We have been busy bringing new functionality to the monitoring console. The newest Domain RAG Status feature coming in the August 2020 release offers better integration of the Eclipse MicroProfile Health checks. This article will go into the details of the integration and showcase how it can be utilised in the monitoring console.
RAG Status Page
MicroProfile Health Checks have been accessible using the /health endpoint for a while. This allowed for integration with 3rd party tooling such as those used to setup monitoring. With the newest release of Payara Community 2020.4 in August 2020, such monitoring is now available "out of the box" in the Payara Monitoring Console.
The monitoring console data collection will poll the MicroProfile Health Checks frequently and represent its UP/DOWN status as a metric series available in the monitoring console. It will also place a watch on this metric series and keep an eye on it for you. Should the status change to DOWN, the watch status changes from green to orange immediately. Should the DOWN status persist for a minute, the watch status transitions to red. This produces what we call the RAG (red-amber-green) status that is visualised on the RAG Status page in the monitoring console.
This page shows the health status of each health check and aggregates for each application and health check type as well as an _Overall_ aggregate per application and of the cluster. The above example shows two MicroProfile Health Checks, Service1 and Service2 deployed by the health-demo application. Service1 is DOWN on the Poised-Lionfish instance (orange) which is of type _Health_.

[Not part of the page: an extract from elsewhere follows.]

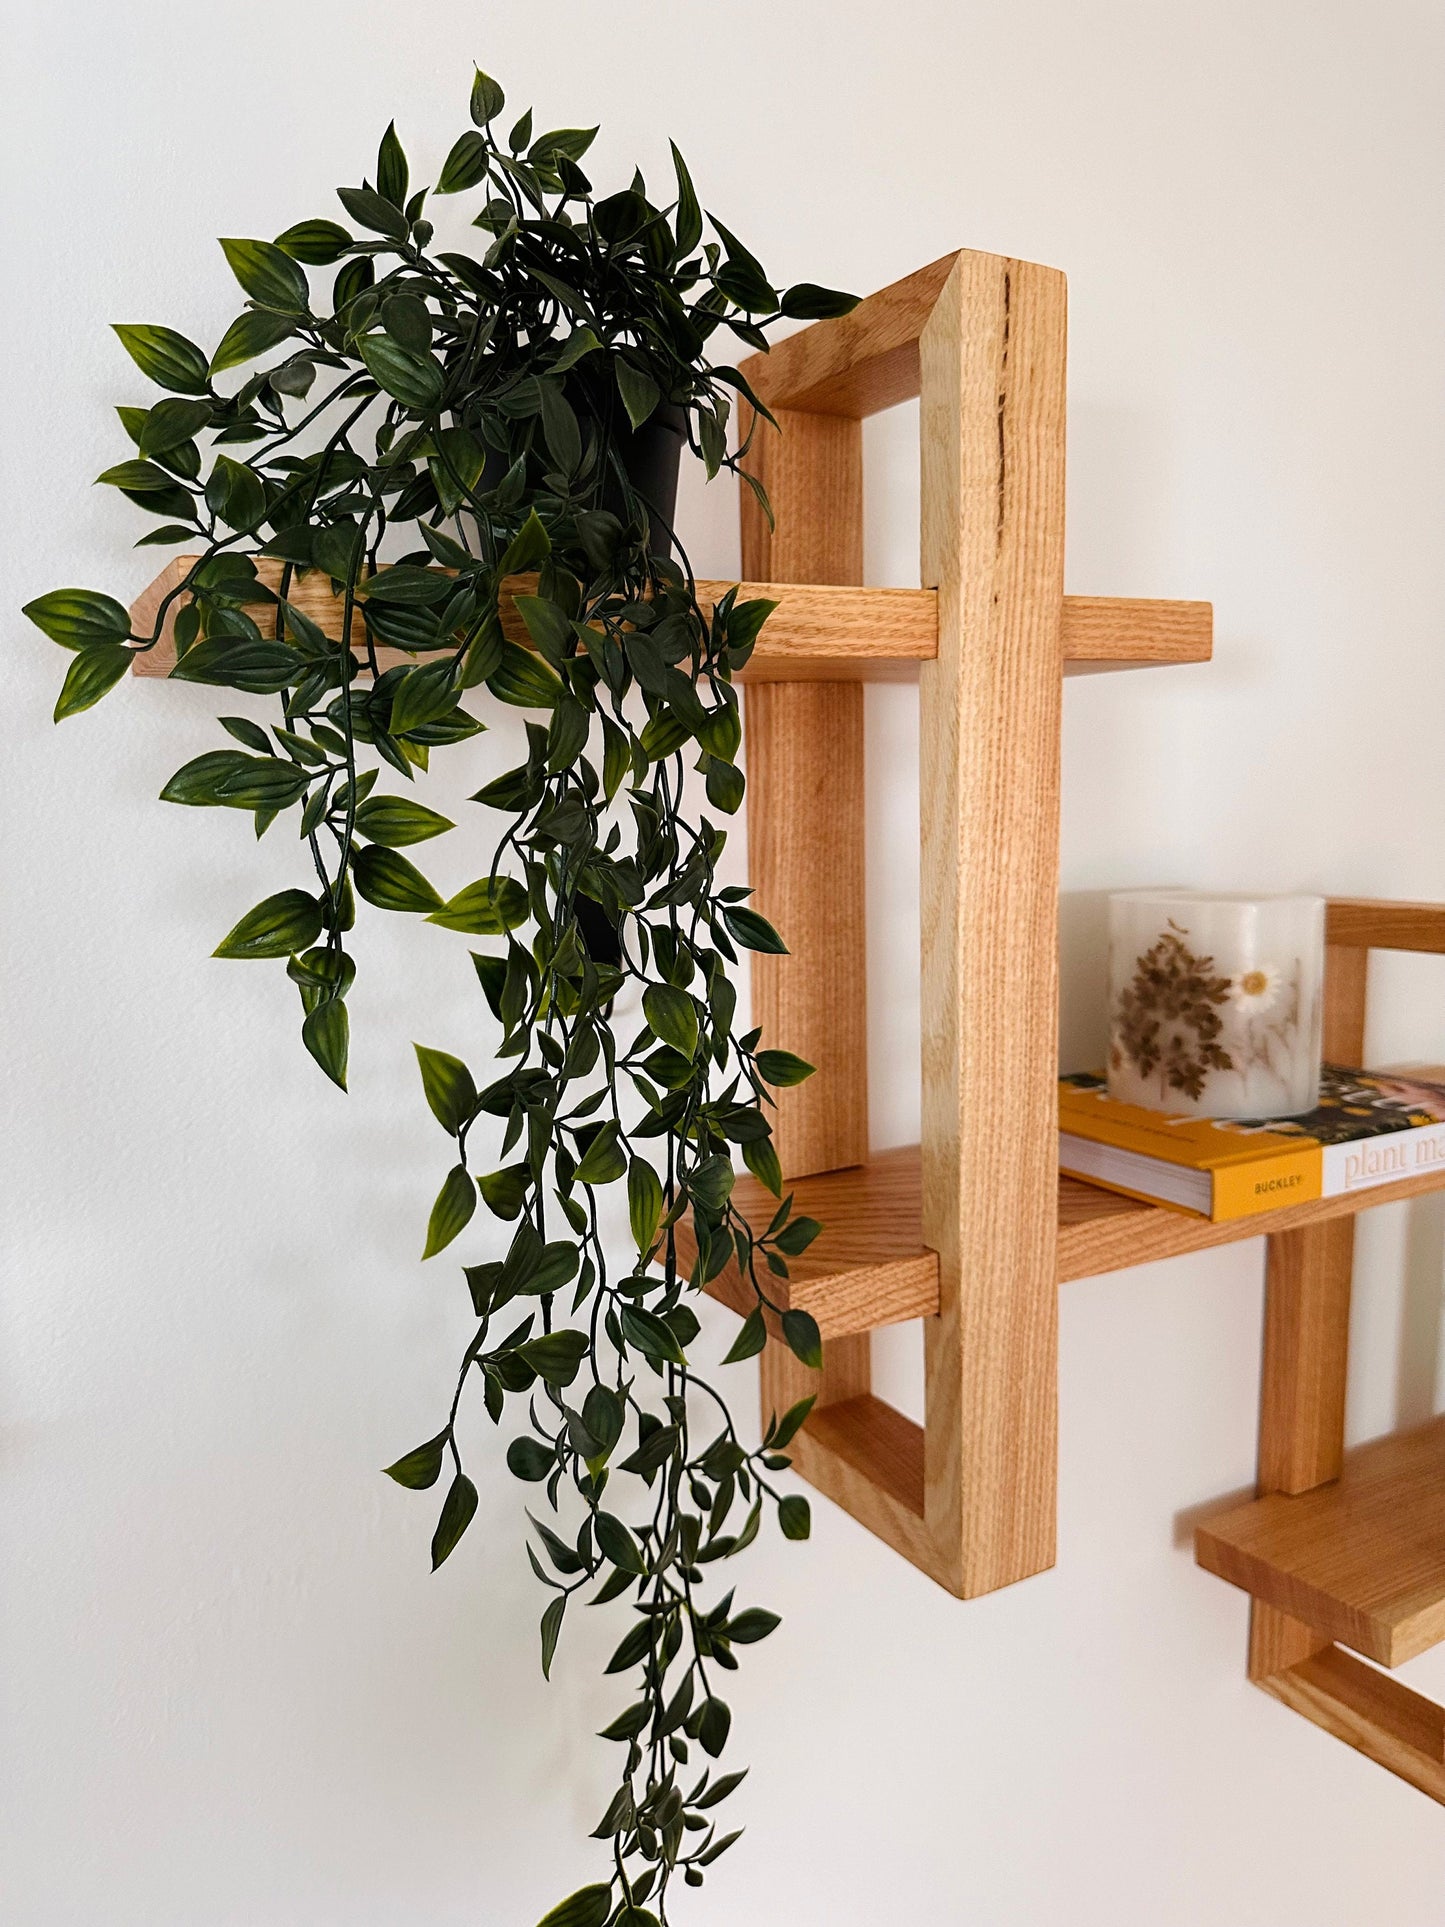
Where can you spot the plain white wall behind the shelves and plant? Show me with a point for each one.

Therefore, the aggregated _Health_ of the application is also DOWN (shown in the above screenshot in red) which also causes the cluster _Health_ to be DOWN (red) as well as _Overall_ (all types per app and cluster) to be DOWN (red) as well. In this example, the aggregates are red as the aggregated status has been DOWN longer then the status of just Service1.
Any MicroProfile Heath Check declared by a deployed application will automatically appear on this page for the instance it is deployed on. It is also automatically included in the aggregates. Declaring a custom health check is very easy using annotations as described in detail in the README of the MicroProfile Health project.

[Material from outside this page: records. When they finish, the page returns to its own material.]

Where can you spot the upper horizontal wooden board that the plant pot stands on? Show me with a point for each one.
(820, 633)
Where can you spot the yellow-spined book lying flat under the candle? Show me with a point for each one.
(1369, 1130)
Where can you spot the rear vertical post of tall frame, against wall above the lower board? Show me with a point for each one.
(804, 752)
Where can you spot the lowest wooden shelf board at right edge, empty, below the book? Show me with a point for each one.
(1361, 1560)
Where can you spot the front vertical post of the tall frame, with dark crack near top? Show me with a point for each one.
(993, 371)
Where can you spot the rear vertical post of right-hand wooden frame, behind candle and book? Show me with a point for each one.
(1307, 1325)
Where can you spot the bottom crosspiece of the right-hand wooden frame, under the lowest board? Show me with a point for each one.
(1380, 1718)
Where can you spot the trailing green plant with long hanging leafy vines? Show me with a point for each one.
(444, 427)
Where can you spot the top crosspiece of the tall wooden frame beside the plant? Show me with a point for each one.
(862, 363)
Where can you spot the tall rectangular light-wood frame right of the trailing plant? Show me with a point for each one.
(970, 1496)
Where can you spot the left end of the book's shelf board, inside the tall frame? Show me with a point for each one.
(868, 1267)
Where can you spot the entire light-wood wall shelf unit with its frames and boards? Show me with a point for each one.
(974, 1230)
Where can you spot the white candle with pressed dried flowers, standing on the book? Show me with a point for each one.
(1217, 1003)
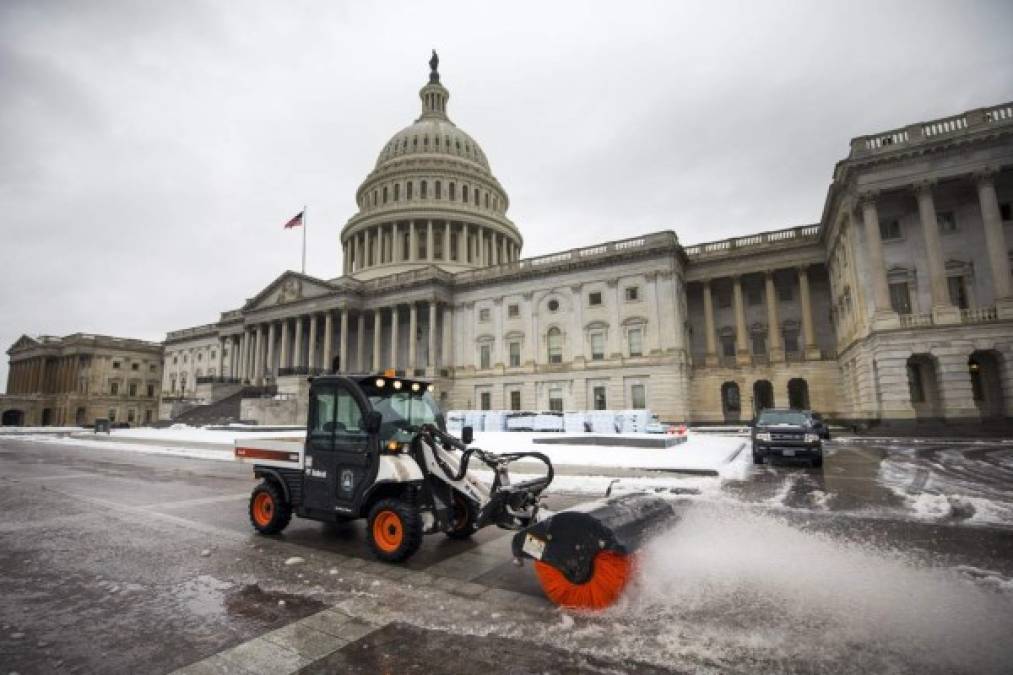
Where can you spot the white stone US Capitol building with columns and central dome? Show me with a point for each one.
(897, 306)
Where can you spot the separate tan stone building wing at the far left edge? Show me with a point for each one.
(73, 381)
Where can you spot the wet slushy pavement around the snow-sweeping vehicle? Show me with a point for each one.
(898, 555)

Following our philosophy for developing the monitoring console to provide tools for users which can be used and customised to your needs, the integration of MicroProfile Health builds upon existing features in the monitoring console. As the actual monitoring of the health status is performed by watches, the alarms are not just visible on the RAG Status page, but also show up in the Alerts page.
Eventually, existing data provided by the MicroProfile Health Check gets attached to the alerts in form monitoring console data series annotations. This data can be shown in widgets of type Alert or Annotations as in the example below:
Besides the basic data on the annotation event, this example shows the memory property which got added by the health check.
Investigate the Health Status
The data provided by the metric series, watches, and annotations can also be used to investigate further. The history of the UP/DOWN status of particular services (health checks) or aggregate series can equally be shown as a line chart. This allows visualizing the change between UP and DOWN on the time-axis. In this example, we created a new page where we added some widgets with series in namespace ns:health. For such manually added widgets, users currently still need to change the Data Unit to Up/Down to customise the labelling from 0/1 to Up/Down.
The below widget in the example shows how the status changed between UP and DOWN, as well as the ongoing alert for one of the series:
The foundation for the MicroProfile Health integration is in place. There are some edges we further want to smooth out and as usual we are looking into ideas how to make the integration between the server and monitoring console more user friendly, provide additional tools, and additional methods for visualizing and investigating the state of the server.